The migration to digital music is a great one for many reasons. One of those being the reduction of physical CDs and the plastic it takes to make them (as well as their packaging). On first glance, it seems that it’s a positive move for environmental reasons, however that’s not always true.
Now, instead of CDs, we have digital music players and computers that we use to listen to our digital music. On average, consumers replace their music players and computers every two years (similar to the life of a cell phone in the US). In fact, According to the Consumer Media Network, “Every year, the world throws out 20 to 50 million tons of electronics, including music players, speakers, and other audio equipment, recycling only 18% at the most.”
Those are some pretty staggering numbers. The good thing is that there is something we can do: start recycling our electronics.

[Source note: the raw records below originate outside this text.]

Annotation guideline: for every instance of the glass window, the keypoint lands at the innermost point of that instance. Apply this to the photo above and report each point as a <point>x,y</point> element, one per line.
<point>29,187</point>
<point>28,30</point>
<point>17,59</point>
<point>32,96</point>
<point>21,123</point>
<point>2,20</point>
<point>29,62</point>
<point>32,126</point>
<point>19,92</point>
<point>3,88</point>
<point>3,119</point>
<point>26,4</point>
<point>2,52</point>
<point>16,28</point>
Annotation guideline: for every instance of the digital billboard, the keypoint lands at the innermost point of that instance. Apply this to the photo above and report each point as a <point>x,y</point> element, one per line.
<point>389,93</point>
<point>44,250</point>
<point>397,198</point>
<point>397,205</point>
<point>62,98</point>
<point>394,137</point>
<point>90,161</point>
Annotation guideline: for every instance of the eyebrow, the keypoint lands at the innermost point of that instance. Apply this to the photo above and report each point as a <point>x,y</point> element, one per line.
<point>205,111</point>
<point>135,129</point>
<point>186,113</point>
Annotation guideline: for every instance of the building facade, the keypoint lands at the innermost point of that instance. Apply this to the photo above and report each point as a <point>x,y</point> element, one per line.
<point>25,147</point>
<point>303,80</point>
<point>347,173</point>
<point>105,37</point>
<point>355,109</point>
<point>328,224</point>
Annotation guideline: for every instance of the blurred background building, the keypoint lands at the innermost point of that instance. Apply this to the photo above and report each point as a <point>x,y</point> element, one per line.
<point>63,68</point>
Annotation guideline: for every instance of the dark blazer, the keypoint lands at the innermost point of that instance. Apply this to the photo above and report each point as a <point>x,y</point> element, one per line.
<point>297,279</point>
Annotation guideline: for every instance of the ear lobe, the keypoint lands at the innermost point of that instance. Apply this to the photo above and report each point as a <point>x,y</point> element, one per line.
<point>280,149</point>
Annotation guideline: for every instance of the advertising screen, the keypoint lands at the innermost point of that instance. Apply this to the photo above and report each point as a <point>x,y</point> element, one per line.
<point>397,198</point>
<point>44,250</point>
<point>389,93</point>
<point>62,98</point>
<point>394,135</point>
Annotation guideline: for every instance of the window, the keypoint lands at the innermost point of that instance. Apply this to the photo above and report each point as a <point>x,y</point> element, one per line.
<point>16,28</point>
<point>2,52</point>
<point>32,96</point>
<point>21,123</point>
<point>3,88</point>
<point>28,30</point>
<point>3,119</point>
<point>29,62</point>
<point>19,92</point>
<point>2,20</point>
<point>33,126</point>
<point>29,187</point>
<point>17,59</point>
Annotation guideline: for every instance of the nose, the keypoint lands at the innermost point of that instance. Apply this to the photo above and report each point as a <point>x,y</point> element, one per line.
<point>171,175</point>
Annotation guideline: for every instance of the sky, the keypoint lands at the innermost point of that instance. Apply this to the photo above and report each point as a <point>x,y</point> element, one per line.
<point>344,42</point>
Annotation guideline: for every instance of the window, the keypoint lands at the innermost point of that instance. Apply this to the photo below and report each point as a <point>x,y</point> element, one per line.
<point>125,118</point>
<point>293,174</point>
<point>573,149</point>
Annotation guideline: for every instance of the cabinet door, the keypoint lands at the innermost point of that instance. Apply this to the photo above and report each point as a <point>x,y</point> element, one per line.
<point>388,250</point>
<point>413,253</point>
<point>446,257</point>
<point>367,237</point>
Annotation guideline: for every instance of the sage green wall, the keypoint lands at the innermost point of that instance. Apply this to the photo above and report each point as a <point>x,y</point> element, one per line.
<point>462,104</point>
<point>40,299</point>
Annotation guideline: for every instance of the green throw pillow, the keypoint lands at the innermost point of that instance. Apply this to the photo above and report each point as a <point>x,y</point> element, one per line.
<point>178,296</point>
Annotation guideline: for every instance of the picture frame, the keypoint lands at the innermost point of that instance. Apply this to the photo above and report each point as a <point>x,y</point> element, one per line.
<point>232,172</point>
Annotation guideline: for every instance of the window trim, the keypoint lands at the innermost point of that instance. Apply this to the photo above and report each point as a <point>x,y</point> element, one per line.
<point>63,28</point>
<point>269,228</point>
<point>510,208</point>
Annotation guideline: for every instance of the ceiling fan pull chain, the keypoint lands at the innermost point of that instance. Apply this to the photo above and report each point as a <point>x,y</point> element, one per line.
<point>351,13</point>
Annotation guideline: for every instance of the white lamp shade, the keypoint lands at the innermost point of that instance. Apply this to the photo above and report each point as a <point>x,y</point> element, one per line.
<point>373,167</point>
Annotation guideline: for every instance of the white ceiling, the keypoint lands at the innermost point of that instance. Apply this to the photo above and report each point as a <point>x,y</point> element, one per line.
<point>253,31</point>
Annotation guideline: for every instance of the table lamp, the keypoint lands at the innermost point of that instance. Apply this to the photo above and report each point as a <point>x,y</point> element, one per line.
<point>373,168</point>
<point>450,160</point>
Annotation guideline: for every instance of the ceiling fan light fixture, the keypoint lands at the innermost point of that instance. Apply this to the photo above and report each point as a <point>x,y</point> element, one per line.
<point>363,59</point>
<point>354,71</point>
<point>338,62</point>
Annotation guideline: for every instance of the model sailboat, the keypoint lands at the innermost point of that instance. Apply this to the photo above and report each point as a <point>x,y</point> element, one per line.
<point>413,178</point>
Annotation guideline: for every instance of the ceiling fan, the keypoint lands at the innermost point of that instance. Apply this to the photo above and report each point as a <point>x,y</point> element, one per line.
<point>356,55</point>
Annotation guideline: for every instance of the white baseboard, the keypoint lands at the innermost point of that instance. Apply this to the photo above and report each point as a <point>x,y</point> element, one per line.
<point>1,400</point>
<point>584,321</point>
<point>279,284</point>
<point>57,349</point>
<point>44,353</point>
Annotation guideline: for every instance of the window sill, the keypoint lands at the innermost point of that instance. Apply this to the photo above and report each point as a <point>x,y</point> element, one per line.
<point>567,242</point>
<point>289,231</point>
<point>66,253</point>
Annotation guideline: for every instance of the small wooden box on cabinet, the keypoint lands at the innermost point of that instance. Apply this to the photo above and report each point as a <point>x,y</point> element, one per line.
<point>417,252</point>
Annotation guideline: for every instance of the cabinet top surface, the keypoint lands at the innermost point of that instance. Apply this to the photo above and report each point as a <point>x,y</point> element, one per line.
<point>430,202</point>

Here at NextWorth, we make it easy to do the right thing. When you’re ready to upgrade to a new iPod, or find yourself with an extra that you don’t ever use, visit our website. We pay cash for your digital music players and computers (as well as other electronics) and recycle or properly dispose of them for you.
If you are still an avid CD listener, though, that’s okay too. The same Consumer Media Network article gives options of eco-friendly music products. From speakers made of recycled pulp or hemp to biodegradable packaging for CDs, there are several options to keep it green.
Do you prefer digital music to CDs? Do you recycle your electronics?